29 October 2005

Conversation on the Phone

Another shared topic of conversation between Curious Girl and a Scrivener girl. Politica is out of town, visiting her ailing father, and Curious Girl had this to say when they talked this evening:

Curious Girl: Mommy, what are you doing?
Politica: I'm at the grocery store getting some medicine.
CG: Mommy, you're a daddy.
P: Curious Girl, that's silly. I'm a mommy.
CG: No, you're a daddy.
P: Can I be a daddy and a mommy at the same time?
CG: yes

When I asked Curious Girl why she wanted Mommy to be a Daddy, she just said "I don't know" (but then, she's a little younger than Ella, who articulated a more specific reason for her genderbending desires).

The funny thing is, years ago we had friends with a probably 3 year old son who divided all pairs of animals and people into mommys and daddys, and he definitively stated on more than one occasion that Politica was the daddy in our family. Go figure.

6 comments:

Anonymous said...

How funny that CG and Ella keep working on similar wavelengths!

I didn't know how much to try to push Ella to articulate what she was thinking during our conversation. I mean, she was also clearly being silly and joking around and I was trying to be careful not to cut off her humor by trying to analyze it too much.

Anonymous said...

I wish grown-ups had as fluid a conception of gender roles and family structure as kids do.

Anonymous said...

J. has friends at Hebrew School who have two moms. At Yom Kippur, one of the aliyahs was for all non-Jewish spouses, to honor them for the work they do raising their kids Jewishly. I told J. about this, and how one of the moms (the one they call Eema [Hebrew for Mom]) went up. He said, but Mama, that's weird! They call her Eema, but she's not Jewish! (I explained that since the kids were Jewish, they could certainly choose a Hebrew name for one mom.)

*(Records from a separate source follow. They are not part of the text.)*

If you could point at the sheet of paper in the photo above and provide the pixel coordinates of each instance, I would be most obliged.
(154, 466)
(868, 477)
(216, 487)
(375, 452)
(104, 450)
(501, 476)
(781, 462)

My husband and I thought it was cool that _that_ was the only thing J. thought was weird. He's completely accepting of the two-mom thing, even though this is the first family like that he's met. Guess our comments over the years sank in!

Anonymous said...

I totally love Curious Girl!

susan said...

She is one loveable kid, for sure! It is always a tough call as to how to respond to some of these sorts of conversations, since too many questions can definitely stop her talking, but at the same time, I'm usually dying to figure out what's going on inside her head. I usually try to give her enough encouragement so she knows it's OK by me that she's experimenting with whatever kinds of relational thinking, so if she wants to play at being or having various kinds of parents or other relations (babies, sisters, brothers, mothers, fathers), it's all good. (One night she said to me, while caretaking one of her teddy bears "I being both the mamas." And once when she told me I should be the daddy and she would be the mama, I said "OK. What does a daddy say?" and she dropped her voice down low and said "Hi, Curious Girl.")

Genevieve, your story reminded me of what Politica's father said to one of our friends at our wedding reception. Politica's dad is an interesting mix of open-mindedness and clueless conservatism (he votes Republican but used to call us and say "so, any progress on the gay marriage out there?" in a tone that suggested he thought that any day now, despite the people he kept helping to vote into office, the midwest would change marriage policies). And while he's not at all religious, he thinks that people should either be not at all religious, or be mainline Protestant (anything else is weird). So our Quaker wedding with no minister, no church, no bridesmaids, no aisle, no hymns etc was definitely not what he thought weddings were all about. But at the post-reception dinner back at our apartment he said to one of our friends, "I just don't understand why they didn't have any meat." So all the other weirdness was fine, but the vegetarianism!!! too much.

Anonymous said...

A long time ago when I was a (very bad at it) teenage babysitter, one of my charges, aged about four, piped up suddenly one day to announce that I was "now a mummy". Further enquiry revealed that it was because he heard I'd got my driver's licence - and that was what "mummies" did - drive people around.